Anyways, I want to do more so please let me know if you are going to do another one of these. I will try my best to make the event.



Yours,



The Sarg


----------



## Cruentus (Sep 26, 2004)

Thanks everyone for your support on this. To Sarg and others, I will be posting dates for my next seminars soon. I will do a continuation/repeat of this EDC one before Christmas.

Here is my review from my site:



> EDC Knife seminar review
> 
> On 9/19/04 TEG corporation had its first self-defense related seminar, the EDC (every day carry) knife seminar. All and all, I would say that this seminar was a great success. This was officially the first Paul Janulis/TEG corp. seminar, but rest assured you can count on many more in the near future. For point of reference, I will give you a synopsis of TEG Corp. and the Tulisan Eskrima Gild. Then I will provide a detailed review. If you were unable to attend this even, I hope to see you in the future!
> 
> ...



Thanks again.
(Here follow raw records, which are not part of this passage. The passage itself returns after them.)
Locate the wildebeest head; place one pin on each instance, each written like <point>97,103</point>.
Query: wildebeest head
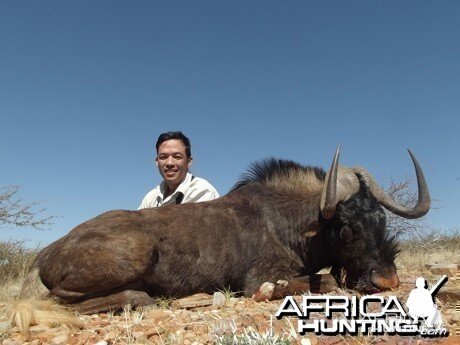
<point>352,201</point>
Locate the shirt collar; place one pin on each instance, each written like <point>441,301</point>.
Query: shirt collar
<point>182,188</point>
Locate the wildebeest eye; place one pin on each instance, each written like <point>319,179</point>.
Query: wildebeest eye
<point>346,232</point>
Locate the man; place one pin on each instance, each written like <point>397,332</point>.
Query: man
<point>174,158</point>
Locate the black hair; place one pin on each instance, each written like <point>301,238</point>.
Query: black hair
<point>175,135</point>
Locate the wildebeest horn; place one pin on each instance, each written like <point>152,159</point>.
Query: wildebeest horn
<point>341,183</point>
<point>423,202</point>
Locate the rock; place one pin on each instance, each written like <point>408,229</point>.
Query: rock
<point>198,300</point>
<point>4,326</point>
<point>448,269</point>
<point>449,294</point>
<point>218,300</point>
<point>157,315</point>
<point>102,342</point>
<point>60,339</point>
<point>139,335</point>
<point>10,342</point>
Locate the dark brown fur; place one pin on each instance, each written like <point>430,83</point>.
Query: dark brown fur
<point>254,234</point>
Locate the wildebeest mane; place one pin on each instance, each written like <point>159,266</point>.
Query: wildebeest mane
<point>264,170</point>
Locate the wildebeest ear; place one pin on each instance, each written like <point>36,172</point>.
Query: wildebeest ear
<point>312,229</point>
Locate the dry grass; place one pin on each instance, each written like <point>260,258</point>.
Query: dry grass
<point>412,261</point>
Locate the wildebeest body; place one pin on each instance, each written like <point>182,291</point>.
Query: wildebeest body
<point>268,228</point>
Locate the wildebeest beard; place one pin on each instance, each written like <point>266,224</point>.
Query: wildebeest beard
<point>282,221</point>
<point>366,253</point>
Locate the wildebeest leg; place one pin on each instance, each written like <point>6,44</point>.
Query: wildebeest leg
<point>112,302</point>
<point>316,283</point>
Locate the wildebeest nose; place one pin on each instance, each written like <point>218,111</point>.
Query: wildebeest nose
<point>385,279</point>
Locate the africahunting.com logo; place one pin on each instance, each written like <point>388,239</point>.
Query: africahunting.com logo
<point>332,315</point>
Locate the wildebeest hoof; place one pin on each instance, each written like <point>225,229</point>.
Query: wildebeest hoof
<point>264,293</point>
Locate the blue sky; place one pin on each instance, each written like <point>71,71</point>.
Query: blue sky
<point>86,87</point>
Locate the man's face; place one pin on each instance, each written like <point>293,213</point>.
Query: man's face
<point>172,162</point>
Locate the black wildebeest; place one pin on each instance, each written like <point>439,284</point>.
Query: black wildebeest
<point>280,222</point>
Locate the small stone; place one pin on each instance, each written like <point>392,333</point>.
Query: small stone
<point>157,315</point>
<point>39,328</point>
<point>218,300</point>
<point>60,339</point>
<point>449,294</point>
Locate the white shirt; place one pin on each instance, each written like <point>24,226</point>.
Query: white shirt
<point>194,190</point>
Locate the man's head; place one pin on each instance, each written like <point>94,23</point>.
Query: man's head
<point>174,158</point>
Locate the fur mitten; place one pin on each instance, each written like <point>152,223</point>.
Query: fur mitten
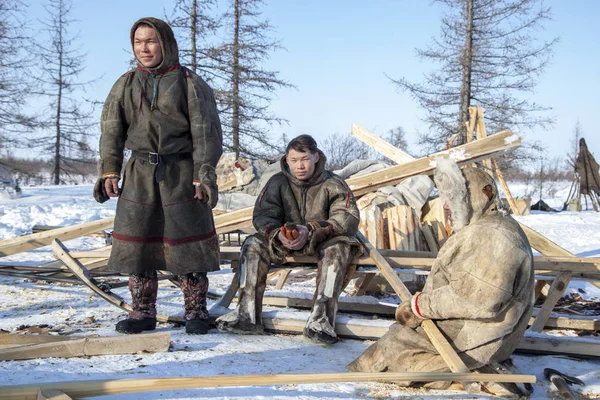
<point>319,231</point>
<point>406,317</point>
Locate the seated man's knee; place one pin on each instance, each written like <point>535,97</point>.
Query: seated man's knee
<point>253,245</point>
<point>335,250</point>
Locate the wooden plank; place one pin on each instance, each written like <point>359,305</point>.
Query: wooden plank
<point>557,288</point>
<point>36,240</point>
<point>562,322</point>
<point>92,346</point>
<point>62,253</point>
<point>282,278</point>
<point>560,283</point>
<point>364,284</point>
<point>433,217</point>
<point>91,388</point>
<point>464,154</point>
<point>364,184</point>
<point>380,145</point>
<point>500,177</point>
<point>437,339</point>
<point>422,260</point>
<point>52,394</point>
<point>15,339</point>
<point>428,235</point>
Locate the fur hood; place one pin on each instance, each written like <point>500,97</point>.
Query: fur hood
<point>471,193</point>
<point>168,44</point>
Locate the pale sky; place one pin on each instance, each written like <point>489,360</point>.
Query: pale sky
<point>339,52</point>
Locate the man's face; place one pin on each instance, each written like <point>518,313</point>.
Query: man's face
<point>147,47</point>
<point>302,164</point>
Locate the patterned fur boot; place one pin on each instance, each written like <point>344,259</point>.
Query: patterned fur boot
<point>194,287</point>
<point>143,290</point>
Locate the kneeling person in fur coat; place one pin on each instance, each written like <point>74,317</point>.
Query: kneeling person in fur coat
<point>167,116</point>
<point>319,209</point>
<point>479,292</point>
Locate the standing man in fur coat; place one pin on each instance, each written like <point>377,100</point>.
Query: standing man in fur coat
<point>479,291</point>
<point>321,214</point>
<point>167,116</point>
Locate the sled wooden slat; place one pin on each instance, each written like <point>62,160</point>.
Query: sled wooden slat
<point>91,388</point>
<point>364,184</point>
<point>561,322</point>
<point>548,265</point>
<point>52,394</point>
<point>92,346</point>
<point>15,339</point>
<point>560,283</point>
<point>62,253</point>
<point>36,240</point>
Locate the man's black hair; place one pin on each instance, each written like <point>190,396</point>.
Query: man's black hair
<point>303,144</point>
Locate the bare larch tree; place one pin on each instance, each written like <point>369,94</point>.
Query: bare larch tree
<point>196,28</point>
<point>15,76</point>
<point>488,56</point>
<point>244,102</point>
<point>67,130</point>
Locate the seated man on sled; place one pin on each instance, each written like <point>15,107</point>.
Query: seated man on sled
<point>302,210</point>
<point>479,291</point>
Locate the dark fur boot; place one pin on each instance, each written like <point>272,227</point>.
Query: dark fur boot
<point>194,287</point>
<point>254,267</point>
<point>331,275</point>
<point>143,290</point>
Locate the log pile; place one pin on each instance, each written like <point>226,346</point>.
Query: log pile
<point>398,237</point>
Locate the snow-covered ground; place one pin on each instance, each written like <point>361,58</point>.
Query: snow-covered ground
<point>70,309</point>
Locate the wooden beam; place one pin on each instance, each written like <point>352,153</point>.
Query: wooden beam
<point>361,185</point>
<point>52,394</point>
<point>36,240</point>
<point>559,285</point>
<point>91,388</point>
<point>464,154</point>
<point>509,198</point>
<point>15,339</point>
<point>380,145</point>
<point>92,346</point>
<point>563,322</point>
<point>282,278</point>
<point>424,260</point>
<point>62,253</point>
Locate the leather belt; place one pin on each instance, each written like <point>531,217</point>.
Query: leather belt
<point>159,160</point>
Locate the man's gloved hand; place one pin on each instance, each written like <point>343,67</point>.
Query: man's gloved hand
<point>406,317</point>
<point>294,237</point>
<point>111,185</point>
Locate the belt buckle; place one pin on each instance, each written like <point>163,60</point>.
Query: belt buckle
<point>153,158</point>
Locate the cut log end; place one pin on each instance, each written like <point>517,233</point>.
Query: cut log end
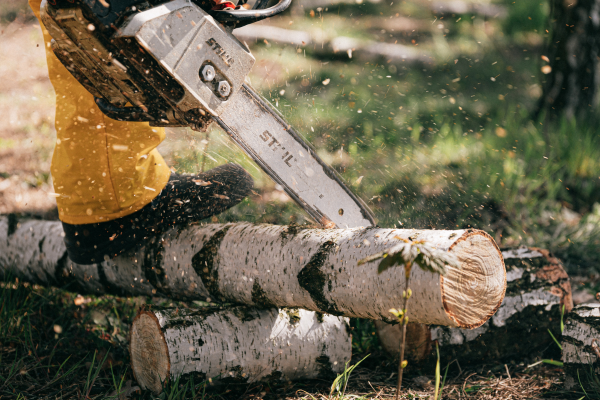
<point>149,352</point>
<point>477,283</point>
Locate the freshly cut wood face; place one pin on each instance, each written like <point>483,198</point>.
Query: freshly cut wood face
<point>469,291</point>
<point>538,289</point>
<point>276,266</point>
<point>149,352</point>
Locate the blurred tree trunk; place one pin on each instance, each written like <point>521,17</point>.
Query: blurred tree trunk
<point>574,49</point>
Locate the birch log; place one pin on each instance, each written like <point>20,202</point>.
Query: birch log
<point>239,344</point>
<point>537,289</point>
<point>276,266</point>
<point>581,348</point>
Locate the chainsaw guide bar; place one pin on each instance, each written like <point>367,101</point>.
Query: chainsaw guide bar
<point>178,66</point>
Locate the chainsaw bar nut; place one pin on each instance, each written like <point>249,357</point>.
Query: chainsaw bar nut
<point>224,88</point>
<point>208,73</point>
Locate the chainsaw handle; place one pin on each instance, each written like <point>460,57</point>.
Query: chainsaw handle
<point>239,18</point>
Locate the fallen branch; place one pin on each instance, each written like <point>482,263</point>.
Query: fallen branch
<point>537,289</point>
<point>239,344</point>
<point>275,266</point>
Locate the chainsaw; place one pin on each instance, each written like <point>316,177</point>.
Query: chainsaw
<point>178,64</point>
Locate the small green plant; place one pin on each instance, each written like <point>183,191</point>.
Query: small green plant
<point>438,390</point>
<point>341,382</point>
<point>407,253</point>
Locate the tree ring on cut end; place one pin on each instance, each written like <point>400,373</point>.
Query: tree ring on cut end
<point>473,293</point>
<point>149,353</point>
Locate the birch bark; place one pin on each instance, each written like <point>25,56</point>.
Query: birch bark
<point>580,347</point>
<point>537,289</point>
<point>239,344</point>
<point>276,266</point>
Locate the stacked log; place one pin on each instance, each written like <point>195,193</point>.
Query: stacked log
<point>581,349</point>
<point>275,266</point>
<point>537,289</point>
<point>238,345</point>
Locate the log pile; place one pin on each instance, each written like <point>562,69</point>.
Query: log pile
<point>537,289</point>
<point>238,344</point>
<point>581,349</point>
<point>265,267</point>
<point>275,266</point>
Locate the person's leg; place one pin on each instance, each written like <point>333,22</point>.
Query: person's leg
<point>185,199</point>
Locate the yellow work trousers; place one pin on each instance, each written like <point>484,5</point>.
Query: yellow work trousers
<point>102,169</point>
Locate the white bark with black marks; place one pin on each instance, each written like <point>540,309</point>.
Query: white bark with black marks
<point>239,344</point>
<point>285,266</point>
<point>537,289</point>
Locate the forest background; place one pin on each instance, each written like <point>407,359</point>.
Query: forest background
<point>450,125</point>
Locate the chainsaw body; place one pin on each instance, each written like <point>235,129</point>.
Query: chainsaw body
<point>175,63</point>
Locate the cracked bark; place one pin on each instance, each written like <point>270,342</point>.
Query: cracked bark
<point>537,288</point>
<point>236,345</point>
<point>275,266</point>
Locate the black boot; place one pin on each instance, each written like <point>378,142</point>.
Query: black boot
<point>185,199</point>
Keep an eye out for the next events!

PJMOD


----------



## Darkmoon (Sep 26, 2004)

Hey, I thought you couldn't review your own site, It would seem a little bias. Not an insult just how I see it.


----------



## Cruentus (Sep 27, 2004)

Darkmoon said:
			
		

> Hey, I thought you couldn't review your own site, It would seem a little bias. Not an insult just how I see it.



Well, this is my first one...

Maybe someday when I make it "big," I'll let someone else do it for me.....

 :wink1:

Oh...if it is any consolation, I do have testimonials. However, I just haven't put them up anywhere yet.  :ultracool


----------